Black Friday used to feel like a national holiday, a national sport. Not officially, of course, but spiritually. People trained for it. Parents mapped out routes like generals. Friends pulled all-nighters on Thanksgiving just to stand in a parking lot together at 3 a.m. in hoodies and boots, buzzing with anticipation and unhealthy amounts of caffeine. The early morning lines, the chaotic energy, the thrill of walking out of a store with a bag full of things you absolutely did not need but absolutely justified because they were actually on sale for an amazing price was the reward. It was messy, loud, and kind of magical.
Now? Retailers mark everything down by ten to fifteen percent and call it a “doorbuster.”
The only thing being busted is my hope.
What Happened?
Somewhere between online shopping taking over and brands deciding that “exclusive savings” meant “two dollars off,” we lost the soul of Black Friday. The day used to be about real deals, the kind that people bragged about for months. Today, walking into a store between Thanksgiving and Christmas feels a little sad. The aisles are stocked, the music is cheerful, but the excitement is missing. And honestly, people are missing too. In-person shopping is slowly fading, and so is the sense of community that came with it.
The lines disappeared, and so did the serotonin.
Black Friday wasn’t just about shopping, as crazy as that sounds. Yes, the deals mattered, but the real joy was the shared experience. You bonded with strangers while shivering outside Target at 4 a.m. You swapped sale secrets with the mom next to you. You joked about whether the $90 flat-screen could fit in your car. You left feeling like you had participated in something bigger — a tradition, a ritual, a mildly unhinged celebration of consumer culture that everyone was in on.
We’ve lost the silly, fun, communal thrill of it all.

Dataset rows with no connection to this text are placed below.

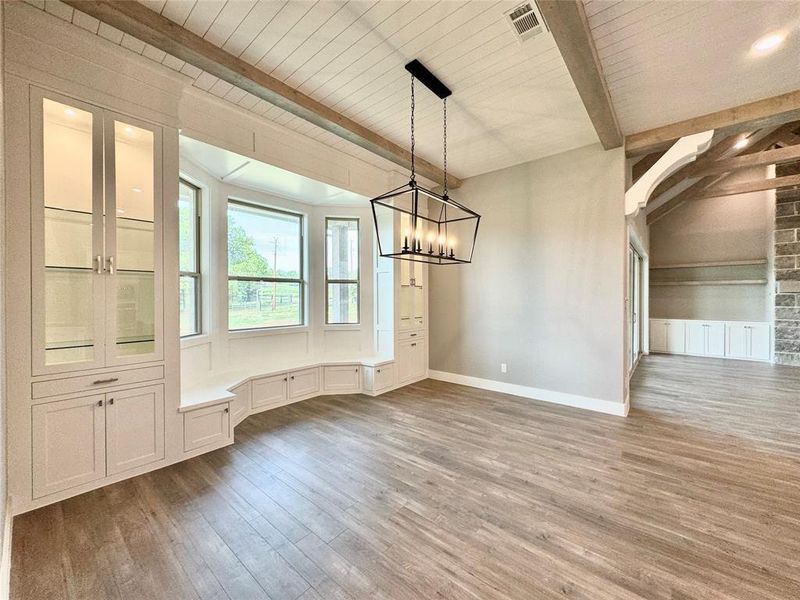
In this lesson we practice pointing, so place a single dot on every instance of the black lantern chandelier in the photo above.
(417, 224)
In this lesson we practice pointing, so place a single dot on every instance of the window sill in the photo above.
(191, 341)
(343, 327)
(267, 331)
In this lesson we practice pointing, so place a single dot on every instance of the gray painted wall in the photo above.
(545, 293)
(713, 230)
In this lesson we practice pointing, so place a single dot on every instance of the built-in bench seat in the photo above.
(215, 404)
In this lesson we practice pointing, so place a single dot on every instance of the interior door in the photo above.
(67, 293)
(133, 240)
(134, 428)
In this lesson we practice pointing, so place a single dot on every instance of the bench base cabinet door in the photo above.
(69, 443)
(241, 404)
(410, 360)
(134, 428)
(303, 383)
(210, 426)
(749, 341)
(344, 379)
(270, 392)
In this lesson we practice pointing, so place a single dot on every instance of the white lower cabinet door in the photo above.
(759, 341)
(269, 392)
(410, 360)
(241, 404)
(69, 443)
(134, 428)
(695, 337)
(210, 426)
(658, 335)
(342, 378)
(304, 382)
(715, 339)
(676, 337)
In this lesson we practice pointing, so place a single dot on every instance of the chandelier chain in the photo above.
(413, 141)
(444, 141)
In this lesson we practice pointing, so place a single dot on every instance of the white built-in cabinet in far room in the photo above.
(723, 339)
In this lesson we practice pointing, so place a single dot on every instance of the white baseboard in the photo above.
(619, 409)
(5, 559)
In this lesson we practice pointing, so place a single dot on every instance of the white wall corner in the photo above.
(619, 409)
(682, 152)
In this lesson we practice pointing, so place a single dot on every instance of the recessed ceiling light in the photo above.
(768, 43)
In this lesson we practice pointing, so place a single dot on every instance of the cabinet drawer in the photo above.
(410, 335)
(98, 381)
(269, 392)
(303, 383)
(208, 426)
(342, 378)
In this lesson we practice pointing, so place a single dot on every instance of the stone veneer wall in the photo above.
(787, 271)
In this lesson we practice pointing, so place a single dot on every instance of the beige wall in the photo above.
(3, 455)
(729, 228)
(545, 293)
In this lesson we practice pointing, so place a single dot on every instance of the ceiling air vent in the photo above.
(525, 21)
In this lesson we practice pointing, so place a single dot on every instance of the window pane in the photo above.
(263, 243)
(187, 222)
(341, 248)
(342, 303)
(188, 305)
(254, 304)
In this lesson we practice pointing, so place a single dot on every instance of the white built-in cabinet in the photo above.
(82, 439)
(95, 237)
(723, 339)
(748, 340)
(95, 405)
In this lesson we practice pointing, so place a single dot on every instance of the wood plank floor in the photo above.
(442, 491)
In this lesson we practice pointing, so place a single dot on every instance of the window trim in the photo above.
(301, 280)
(197, 275)
(356, 281)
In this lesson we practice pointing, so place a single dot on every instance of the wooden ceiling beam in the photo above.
(699, 186)
(757, 159)
(567, 21)
(708, 157)
(768, 112)
(148, 26)
(746, 187)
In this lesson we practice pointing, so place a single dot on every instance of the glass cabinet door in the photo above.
(66, 234)
(133, 240)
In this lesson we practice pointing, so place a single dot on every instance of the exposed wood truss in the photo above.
(140, 22)
(569, 26)
(722, 159)
(768, 112)
(745, 187)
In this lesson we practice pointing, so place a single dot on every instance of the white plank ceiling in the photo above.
(512, 102)
(665, 60)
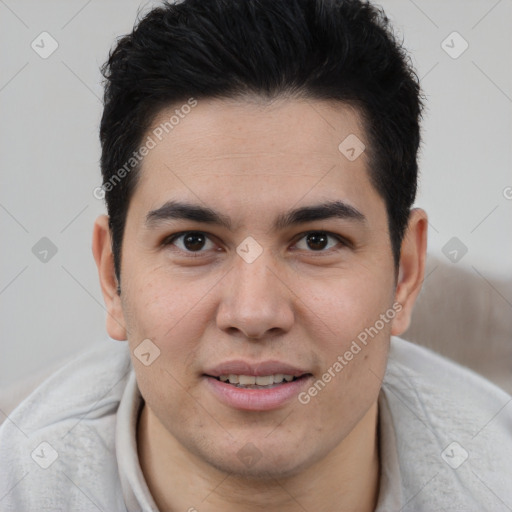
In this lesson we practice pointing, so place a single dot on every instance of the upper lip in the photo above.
(257, 369)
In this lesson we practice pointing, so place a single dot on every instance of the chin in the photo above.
(259, 459)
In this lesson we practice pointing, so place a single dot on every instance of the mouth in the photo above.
(262, 387)
(260, 382)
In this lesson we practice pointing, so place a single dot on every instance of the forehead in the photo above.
(254, 155)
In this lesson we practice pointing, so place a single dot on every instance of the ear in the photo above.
(102, 252)
(412, 268)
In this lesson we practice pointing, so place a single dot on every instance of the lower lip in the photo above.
(263, 399)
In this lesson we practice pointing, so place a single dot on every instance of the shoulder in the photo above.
(453, 430)
(57, 448)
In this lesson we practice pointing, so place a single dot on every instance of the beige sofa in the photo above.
(460, 313)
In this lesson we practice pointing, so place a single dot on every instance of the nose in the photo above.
(256, 302)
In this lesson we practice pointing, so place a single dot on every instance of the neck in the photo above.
(346, 479)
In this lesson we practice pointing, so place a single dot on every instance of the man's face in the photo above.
(256, 297)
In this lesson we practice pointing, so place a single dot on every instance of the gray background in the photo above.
(49, 152)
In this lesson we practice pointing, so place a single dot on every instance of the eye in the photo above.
(190, 241)
(318, 241)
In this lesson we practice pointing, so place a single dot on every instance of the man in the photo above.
(260, 256)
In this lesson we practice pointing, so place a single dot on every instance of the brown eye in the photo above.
(319, 241)
(194, 241)
(190, 242)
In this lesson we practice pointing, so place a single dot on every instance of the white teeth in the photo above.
(262, 380)
(246, 380)
(265, 381)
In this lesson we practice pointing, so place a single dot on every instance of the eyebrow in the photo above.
(187, 211)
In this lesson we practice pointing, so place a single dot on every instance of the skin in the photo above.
(252, 161)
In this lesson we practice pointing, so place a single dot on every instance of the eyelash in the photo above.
(196, 254)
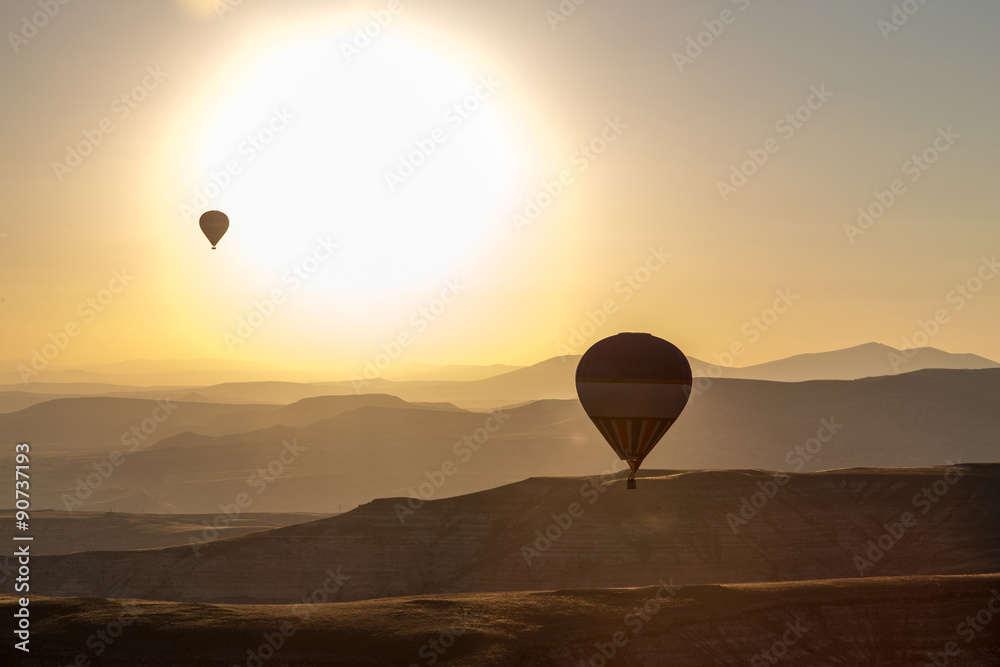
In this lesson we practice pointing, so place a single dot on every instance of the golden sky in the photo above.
(497, 182)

Retailers, Please: Give Us a Reason to Show Up
I fully believe that if stores brought back real deals, people would flock back instantly. College kids love two things: adventures and bargains. A good sale combines both. Imagine groups of GCU students piling into cars at dawn, blasting music, and documenting the whole thing on their phones because “Black Friday comeback era” sounds just cringey enough to be comedic.
But instead we get a sad “15 percent off — exclusions apply” or “buy one get one 25 percent off.” No one wants to leave their warm bed for that. Especially not after Thanksgiving dinner.
If brands want the energy back, they have to try.
Give us everything for half off. Give us exclusive in-store sales that beat the online prices. Give us a real doorbuster, something to brag about later!
Make Black Friday Great Again
Okay, maybe I’m being dramatic. But think about how rare it is now to share an experience with strangers that isn’t stressful or serious. Everything feels heavy, online, or both. A good, old-fashioned Black Friday rush might be the tiniest bit healing. Not because we need discounted blenders, but because we need little moments of harmless, joyful chaos.
Black Friday doesn’t have to be the chaotic circus it once was. But it could be fun again. It could be a reason to get out of the house. It could be a story people tell, like “remember when we waited outside Aritzia in Scottsdale at 4 a.m. and almost froze but walked out with the best deal of our lives?”
Maybe the world wouldn’t transform overnight. But if retailers brought back real sales, real excitement, and real reasons to show up, the world might feel just a little bit better.
And honestly? I think we all deserve that.